Stats
Bootstrap estimates of the standard error (June 20, 2008).
A regular correspondent (JU) on the
MEDSTATS email discussion
group asked about using the bootstrap to estimate the standard error of
the mean in a simple case with 9 data values. He wanted to know why the
commonly used approach in the bootstrap community was to use n instead of n-1
in the variance denominator. It seemed to him that n-1 would produce an
unbiased estimate of the standard error and wanted to know if that was true
just in this special case or true in general. He quoted from the book by Efron
and Tibshirani that they felt that for most purposes either method would work
well.
I responded with a bit of trepidation, because I do not understand the
bootstrap as well as Efron or Tibshirani. The bootstrap is intended to compute
standard errors in situations where there is no possible analytic formula for
the standard error. If there is no analytic formula, then clearly there is no
way that you could tell analytically whether multiplying by sqrt[n/(n-1)]
would make things better or make things worse. So including that factor to
make the bootstrap perform better only in a situation where it would never be
used is not a good idea.
There are several adjustments to the bootstrap confidence interval that
have been shown to have good properties under simulation models, so I suspect
that if you wanted to promote your adjusted bootstrap standard error, you
could simulate its performance under a variety of circumstances.

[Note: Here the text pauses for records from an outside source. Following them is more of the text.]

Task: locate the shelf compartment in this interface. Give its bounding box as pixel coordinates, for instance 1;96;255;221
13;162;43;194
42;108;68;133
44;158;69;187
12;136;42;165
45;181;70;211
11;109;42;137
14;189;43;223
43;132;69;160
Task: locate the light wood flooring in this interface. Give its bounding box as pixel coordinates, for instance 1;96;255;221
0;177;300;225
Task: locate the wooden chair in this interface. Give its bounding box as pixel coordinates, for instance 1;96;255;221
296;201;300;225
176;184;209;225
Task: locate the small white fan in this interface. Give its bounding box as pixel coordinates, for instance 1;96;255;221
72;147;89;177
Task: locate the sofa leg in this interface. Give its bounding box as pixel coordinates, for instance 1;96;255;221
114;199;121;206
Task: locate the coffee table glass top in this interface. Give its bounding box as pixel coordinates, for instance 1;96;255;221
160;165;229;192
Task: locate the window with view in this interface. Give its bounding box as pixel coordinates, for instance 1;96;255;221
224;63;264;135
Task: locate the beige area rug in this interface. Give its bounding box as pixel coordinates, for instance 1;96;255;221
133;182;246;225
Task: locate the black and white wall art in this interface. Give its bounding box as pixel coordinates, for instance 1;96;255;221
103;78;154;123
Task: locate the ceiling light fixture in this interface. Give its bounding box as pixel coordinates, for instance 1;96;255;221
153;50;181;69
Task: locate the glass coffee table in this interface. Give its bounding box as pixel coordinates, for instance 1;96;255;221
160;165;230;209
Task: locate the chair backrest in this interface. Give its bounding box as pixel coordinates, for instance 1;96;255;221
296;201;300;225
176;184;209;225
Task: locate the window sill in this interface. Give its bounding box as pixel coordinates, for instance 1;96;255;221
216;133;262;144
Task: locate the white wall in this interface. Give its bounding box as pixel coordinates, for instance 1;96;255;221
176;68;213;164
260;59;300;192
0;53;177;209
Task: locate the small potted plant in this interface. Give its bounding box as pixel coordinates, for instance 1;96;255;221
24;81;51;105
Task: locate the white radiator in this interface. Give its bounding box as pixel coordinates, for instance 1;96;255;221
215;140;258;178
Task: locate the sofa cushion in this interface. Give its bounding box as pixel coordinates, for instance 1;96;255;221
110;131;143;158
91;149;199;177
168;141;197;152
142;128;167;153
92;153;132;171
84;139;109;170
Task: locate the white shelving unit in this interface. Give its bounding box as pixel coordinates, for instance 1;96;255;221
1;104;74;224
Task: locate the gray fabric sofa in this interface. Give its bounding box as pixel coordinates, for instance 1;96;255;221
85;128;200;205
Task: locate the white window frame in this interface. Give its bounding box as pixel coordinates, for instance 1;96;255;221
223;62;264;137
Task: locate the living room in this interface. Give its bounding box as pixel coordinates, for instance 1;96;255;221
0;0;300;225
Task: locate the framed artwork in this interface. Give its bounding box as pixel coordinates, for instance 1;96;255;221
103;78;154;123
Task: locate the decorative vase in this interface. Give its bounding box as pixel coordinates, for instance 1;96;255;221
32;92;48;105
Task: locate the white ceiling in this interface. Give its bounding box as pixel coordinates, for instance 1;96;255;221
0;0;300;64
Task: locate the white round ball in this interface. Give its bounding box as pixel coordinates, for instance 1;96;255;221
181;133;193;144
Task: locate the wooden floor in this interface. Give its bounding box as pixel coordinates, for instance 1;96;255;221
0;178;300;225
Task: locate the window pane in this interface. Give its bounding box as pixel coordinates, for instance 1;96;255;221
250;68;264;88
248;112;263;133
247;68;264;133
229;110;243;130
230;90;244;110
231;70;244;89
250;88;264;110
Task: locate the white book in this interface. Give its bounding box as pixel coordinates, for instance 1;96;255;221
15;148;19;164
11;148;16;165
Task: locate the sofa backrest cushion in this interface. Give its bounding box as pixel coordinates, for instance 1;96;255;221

As a minor nitpick, I should note that sometimes we get obsessed with
unbiasedness without thinking things through. When you use n-1 in the
denominator, it makes the estimate of the variance unbiased. But when you take
the square root of this estimate, the standard deviation is a biased estimate
of the population standard deviation (the expected value of a square root of a
statistic is almost never equal to the square root of the expected value of
that statistic). Thus the standard error is biased also. Not badly biased, but
it is indeed biased. Now I suspect that using n-1 allows the standard error to
behave reasonably, in that you can use known distributions like the
t-distribution for the resulting test statistic. But for the record, we don't
divide by n-1 to make the standard error unbiased.
2008-07-14.
Category: Unusual data